В коломенских воротах ополчение встречено было епископом Герасимом, а коломенские церкви звонили во все колокола. Никогда такого множества ратей не видала Коломна и вся высыпала на улицы, на площади, за город. Бабы-коломнянки и богатые люди расхаживали по рядам и поили ратных квасами, медами, брагами и угощали калачами и баранками, все эти вой, сошедшиеся в первый раз со всех концов русской земли, казались ‘своими’, ‘ближними’, ‘сродниками’, несмотря на различие одежды и говоров…
— Сестрицы мои милые! — с умилением говорила одна коломнянка другим бабам с ведрами за плечами.— Как они, ратные-те, погнали своих коней на Оку-реку на водопой, так я, голубушки мои, думала, что кони-то всю Оку выпьют,— таково много коней!
— Где, мать моя, комонем Оку испити! Не испить ее,— успокаивала ее другая баба.
— Ковшом моря не исчерпати,— пояснила третья.
— Что и говорить! А много воев, ох, много! Ино голуби со страху послетали с церквей и не ведают, где сести…
Особенно поражали всех два рослых красивых воина, которые на богатых конях и в дорогих доспехах неотлучно следовали за великим князем, имея на головах черные покрывала с нашитыми на них белыми черепами… То были Пересвет и Ослябя.
На другой день по прибытии к Коломне великий князь велел всем ратям, и с ним прибывшим, и до него, выстроиться на лугу, под самым городом, на месте, где совершали коломняне свои обрядовые ‘игрища’ и пели ‘Ой Дид-Ладо’ да величали Ярилу. Луг этот, как и в Карачарове, как и под Москвою, назывался ‘девичьим полем’.

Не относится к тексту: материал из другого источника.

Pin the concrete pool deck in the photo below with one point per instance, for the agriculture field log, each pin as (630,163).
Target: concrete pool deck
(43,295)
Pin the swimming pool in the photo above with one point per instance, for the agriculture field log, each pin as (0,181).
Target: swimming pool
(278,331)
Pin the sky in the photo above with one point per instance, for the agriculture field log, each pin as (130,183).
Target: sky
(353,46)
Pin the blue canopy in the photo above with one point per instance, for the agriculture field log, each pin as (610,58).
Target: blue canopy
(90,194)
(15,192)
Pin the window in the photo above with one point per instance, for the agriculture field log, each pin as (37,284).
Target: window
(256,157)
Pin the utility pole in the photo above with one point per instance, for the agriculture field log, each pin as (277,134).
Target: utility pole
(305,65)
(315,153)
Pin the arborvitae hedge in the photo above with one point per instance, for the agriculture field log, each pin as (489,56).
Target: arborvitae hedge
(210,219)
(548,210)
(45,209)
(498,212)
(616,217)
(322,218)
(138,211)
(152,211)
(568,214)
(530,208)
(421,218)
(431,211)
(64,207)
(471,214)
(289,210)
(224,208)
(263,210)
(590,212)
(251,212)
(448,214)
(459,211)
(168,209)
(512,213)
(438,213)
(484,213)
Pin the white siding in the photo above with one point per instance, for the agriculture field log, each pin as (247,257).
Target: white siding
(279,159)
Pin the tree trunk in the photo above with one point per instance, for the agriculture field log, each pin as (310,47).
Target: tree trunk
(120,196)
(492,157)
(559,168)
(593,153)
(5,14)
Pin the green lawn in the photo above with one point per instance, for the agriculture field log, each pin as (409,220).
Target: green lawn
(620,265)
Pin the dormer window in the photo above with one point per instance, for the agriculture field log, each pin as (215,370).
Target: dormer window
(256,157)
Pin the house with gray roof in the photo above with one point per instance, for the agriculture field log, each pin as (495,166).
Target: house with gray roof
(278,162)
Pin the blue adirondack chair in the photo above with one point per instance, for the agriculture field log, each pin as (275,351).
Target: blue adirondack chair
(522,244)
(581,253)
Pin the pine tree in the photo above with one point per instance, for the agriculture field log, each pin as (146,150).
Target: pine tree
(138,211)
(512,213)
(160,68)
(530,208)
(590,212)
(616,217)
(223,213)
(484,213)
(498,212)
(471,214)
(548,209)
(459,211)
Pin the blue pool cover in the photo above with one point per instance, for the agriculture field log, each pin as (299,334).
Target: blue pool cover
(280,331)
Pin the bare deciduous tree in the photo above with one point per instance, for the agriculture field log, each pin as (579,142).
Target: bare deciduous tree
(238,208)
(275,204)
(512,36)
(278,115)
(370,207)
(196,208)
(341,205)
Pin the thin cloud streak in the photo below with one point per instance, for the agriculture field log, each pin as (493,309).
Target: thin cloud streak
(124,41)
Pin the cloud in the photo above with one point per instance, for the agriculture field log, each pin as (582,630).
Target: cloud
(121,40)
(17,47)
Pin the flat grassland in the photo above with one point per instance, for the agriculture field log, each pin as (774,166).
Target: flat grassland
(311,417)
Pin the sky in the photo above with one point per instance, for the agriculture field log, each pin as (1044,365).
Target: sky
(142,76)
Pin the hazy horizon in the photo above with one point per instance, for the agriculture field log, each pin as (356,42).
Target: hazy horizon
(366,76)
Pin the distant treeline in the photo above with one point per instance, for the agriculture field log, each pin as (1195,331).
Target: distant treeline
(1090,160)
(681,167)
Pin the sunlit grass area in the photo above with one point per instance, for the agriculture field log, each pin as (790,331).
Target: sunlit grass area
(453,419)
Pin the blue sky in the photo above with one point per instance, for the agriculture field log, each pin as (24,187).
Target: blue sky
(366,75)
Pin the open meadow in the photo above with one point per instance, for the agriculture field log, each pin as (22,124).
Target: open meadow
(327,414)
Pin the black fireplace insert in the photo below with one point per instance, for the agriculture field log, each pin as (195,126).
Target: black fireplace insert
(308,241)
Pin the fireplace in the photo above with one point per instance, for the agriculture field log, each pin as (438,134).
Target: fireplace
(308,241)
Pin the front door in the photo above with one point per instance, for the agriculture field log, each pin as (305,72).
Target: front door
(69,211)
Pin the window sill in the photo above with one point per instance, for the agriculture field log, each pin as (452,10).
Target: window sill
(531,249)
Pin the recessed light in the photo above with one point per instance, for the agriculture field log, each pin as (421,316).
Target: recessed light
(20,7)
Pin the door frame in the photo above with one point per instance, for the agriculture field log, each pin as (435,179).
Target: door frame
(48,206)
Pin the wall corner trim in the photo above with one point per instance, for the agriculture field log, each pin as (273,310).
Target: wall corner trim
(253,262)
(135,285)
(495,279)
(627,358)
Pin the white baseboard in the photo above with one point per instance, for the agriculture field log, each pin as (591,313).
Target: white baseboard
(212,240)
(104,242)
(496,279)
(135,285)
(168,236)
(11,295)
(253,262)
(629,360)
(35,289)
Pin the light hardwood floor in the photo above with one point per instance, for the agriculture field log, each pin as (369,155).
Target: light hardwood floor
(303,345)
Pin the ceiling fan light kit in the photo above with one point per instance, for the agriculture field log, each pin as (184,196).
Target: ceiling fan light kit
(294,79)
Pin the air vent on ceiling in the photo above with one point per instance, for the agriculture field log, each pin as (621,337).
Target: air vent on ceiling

Нельзя было без умиления и восторга, конечно со стороны тогдашнего ‘русича’, смотреть на это небывалое зрелище, на обширное, ровное, зеленое поле, усеянное несметным воинством, необозримыми полчищами, каких еще ни разу не приводилось видеть ни одному русскому с тех пор, как почалась русская земля: ни на печенегов и половцев, ни на хозар и касогов, ни на черных клобуков и греков русская земля не высылала такого множества ратей, и притом такого поражающего разнообразия, разнообразия в цвете одежды, в ее покрое и качестве, разнообразия в доспехах, в вооружении, шишаках и кольчугах… И над всем этим Царил, поражая зрение, яркий, огненно-красный, ‘червленый’ цвет огромных щитов, которые стояли и колыхались в поле, точно живые, подвижные заборы, с глядящими через них человеческими головами в шишаках и с длинными копьями-‘колчарами’… И над всем этим реяли, как большекрылые птицы, разноцветные стяги, знаменовавшие собою всю собравшуюся воедино севернорусскую землю.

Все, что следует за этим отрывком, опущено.